PointBreak (A Study of Pemetrexed, Carboplatin and Bevacizumab in Patients With Nonsquamous Non-Small Cell Lung Cancer) compared the efficacy and safety of pemetrexed (Pem) plus carboplatin (C) plus bevacizumab (Bev) followed by pemetrexed plus bevacizumab (PemCBev) with paclitaxel (Pac) plus carboplatin (C) plus bevacizumab (Bev) followed by bevacizumab (PacCBev) in patients with advanced nonsquamous non-small-cell lung cancer (NSCLC). Patients with previously untreated stage IIIB or IV nonsquamous NSCLC and Eastern Cooperative Oncology Group performance status of 0 to 1 were randomly assigned to receive pemetrexed 500 mg/m(2) or paclitaxel 200 mg/m(2) combined with carboplatin area under the curve 6 and bevacizumab 15 mg/kg every 3 weeks for up to four cycles. Eligible patients received maintenance until disease progression: pemetrexed plus bevacizumab (for the PemCBev group) or bevacizumab (for the PacCBev group).
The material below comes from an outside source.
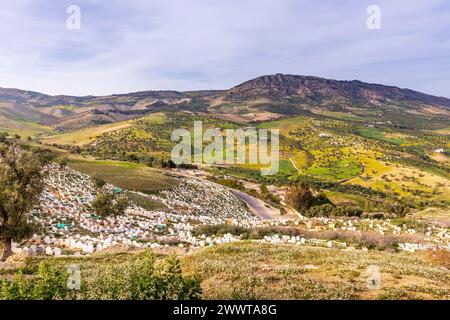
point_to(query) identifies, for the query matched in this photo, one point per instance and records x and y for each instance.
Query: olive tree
(21, 182)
The primary end point of this superiority study was overall survival (OS). Patients were randomly assigned to PemCBev (n = 472) or PacCBev (n = 467). For PemCBev versus PacCBev, OS hazard ratio (HR) was 1.00 (median OS, 12.6 v 13.4 months; P = .949); progression-free survival (PFS) HR was 0.83 (median PFS, 6.0 v 5.6 months; P = .012); overall response rate was 34.1% versus 33.0%; and disease control rate was 65.9% versus 69.8%. Significantly more study drug-related grade 3 or 4 anemia (14.5% v 2.7%), thrombocytopenia (23.3% v 5.6%), and fatigue (10.9% v 5.0%) occurred with PemCBev; significantly more grade 3 or 4 neutropenia (40.6% v 25.8%), febrile neutropenia (4.1% v 1.4%), sensory neuropathy (4.1% v 0%), and alopecia (grade 1 or 2; 36.8% v 6.6%) occurred with PacCBev. OS did not improve with the PemCBev regimen compared with the PacCBev regimen, although PFS was significantly improved with PemCBev. Toxicity profiles differed; both regimens demonstrated tolerability.